Government and regulators have signed off on BP (LON: BP) plans for the Murlach oil and gas redevelopment in the North Sea.
The Department for Energy Security and Net Zero announced on Tuesday that the two-well project would proceed, having received formal approval of its environmental statement from Secretary of State Grant Shapps prior to his departure in late August.
The Ministerial nod was followed by signoff from the North Sea Transition Authority (NSTA), which granted consent on 8 September.
The rubber stamp marks a major milestone for the project and for operator BP, after Murlach was reportedly included as part of a list of key energy and infrastructure projects to be “fast-tracked” for approval last year.
Murlach is a redevelopment of the Marnock-Skua field, around 126 miles east of Aberdeen, which was in production in the early 2000s and previously operated by Shell.
Its redevelopment is expected to recover around 26 million barrels of oil and 602 million cubic metres of gas.
BP acquired the licence along with joint venture partner NEO Energy – which holds a 20% stake in the project – as part of the 30th Licensing Round following its relinquishment by the rival supermajor.
Doris Reiter, BP’s senior vice president for North Sea, said: “Development of the Murlach field further demonstrates BP’s strategy in action – investing in today’s energy systems and, not or, investing in the energy transition.

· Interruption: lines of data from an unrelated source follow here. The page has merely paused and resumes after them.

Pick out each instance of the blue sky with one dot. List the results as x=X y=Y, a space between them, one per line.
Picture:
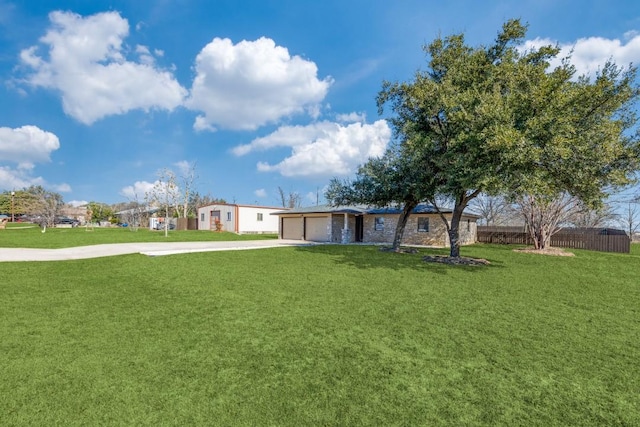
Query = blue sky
x=98 y=96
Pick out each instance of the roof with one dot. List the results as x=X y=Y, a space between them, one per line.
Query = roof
x=350 y=209
x=361 y=210
x=241 y=206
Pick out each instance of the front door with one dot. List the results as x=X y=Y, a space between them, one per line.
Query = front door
x=215 y=218
x=359 y=228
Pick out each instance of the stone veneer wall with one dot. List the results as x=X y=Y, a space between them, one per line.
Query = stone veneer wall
x=337 y=224
x=436 y=236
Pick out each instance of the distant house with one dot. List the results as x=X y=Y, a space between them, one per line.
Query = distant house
x=241 y=219
x=351 y=224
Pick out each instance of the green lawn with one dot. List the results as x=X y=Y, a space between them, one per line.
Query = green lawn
x=324 y=335
x=30 y=236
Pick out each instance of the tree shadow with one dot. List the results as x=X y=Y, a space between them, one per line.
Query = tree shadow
x=370 y=257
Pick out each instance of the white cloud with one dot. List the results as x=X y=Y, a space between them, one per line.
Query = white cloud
x=11 y=179
x=252 y=83
x=27 y=145
x=589 y=54
x=322 y=149
x=184 y=167
x=62 y=188
x=138 y=191
x=352 y=117
x=86 y=63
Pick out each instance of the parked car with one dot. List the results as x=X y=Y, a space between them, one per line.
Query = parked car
x=68 y=221
x=160 y=226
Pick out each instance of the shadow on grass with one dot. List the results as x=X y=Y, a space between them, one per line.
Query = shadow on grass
x=370 y=256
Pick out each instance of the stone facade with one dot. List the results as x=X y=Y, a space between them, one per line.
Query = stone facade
x=337 y=225
x=435 y=236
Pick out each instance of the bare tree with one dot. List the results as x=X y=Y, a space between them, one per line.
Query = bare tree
x=493 y=210
x=44 y=206
x=584 y=217
x=289 y=200
x=187 y=179
x=543 y=215
x=166 y=195
x=629 y=219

“BP has been in the North Sea for close to six decades and are investing in its future and supporting energy security, by focusing on oil and gas opportunities around our portfolio that can be developed through established production facilities with lower operational emissions.
“Murlach is a great example of that as it will be connected to the ETAP (Eastern Trough Area Project) hub which has been operating in the central North Sea for 25 years. In fact, Murlach is a redevelopment of a field that was previously in production in the early 2000s and this project will benefit from the reuse of some existing subsea infrastructure in the area.
“We welcome approval to progress this project and look forward to working with our joint venture partner to bring this field into production.”
Murlach first oil eyed for 2025
The project itself will consist of two production wells and a subsea tieback to the Eastern Trough Area Project (ETAP) installation, with an expected production life of around 11 years.
Peak production would be in the region of 20,000 barrels of oil per day and around 17 million cubic feet of associated gas per day.
The Murlach project will share existing infrastructure already present around the Murlach Field, including the Heron A production pipeline to transport production fluids, the Heron wash water pipeline and the Seagull control umbilical.
The project also includes the installation of a new manifold, together with tie-ins and a new gas lift pipeline from the ETAP platform, according to BP filings.
Modifications will be required to the ETAP topside arrival facilities and separation for overpressure and temperature protection together with metering/instrumentation requirements.
Additionally, existing ETAP reception and separation facilities have been out of service, with an assessment to be undertaken to determine the requirements for replacement or refurbishing of equipment and instrumentation.
Gas and oil will be comingled with existing ETAP fluids and gas will be exported via the Central Area Transmission System (CATS) and oil exported via Forties Pipeline System.
Published plans suggest activities are due to start in Q3 2023 with modifications to the ETAP topside, followed by subsea facility installation and drilling operations in 2024 and first oil expected in Q2 2025.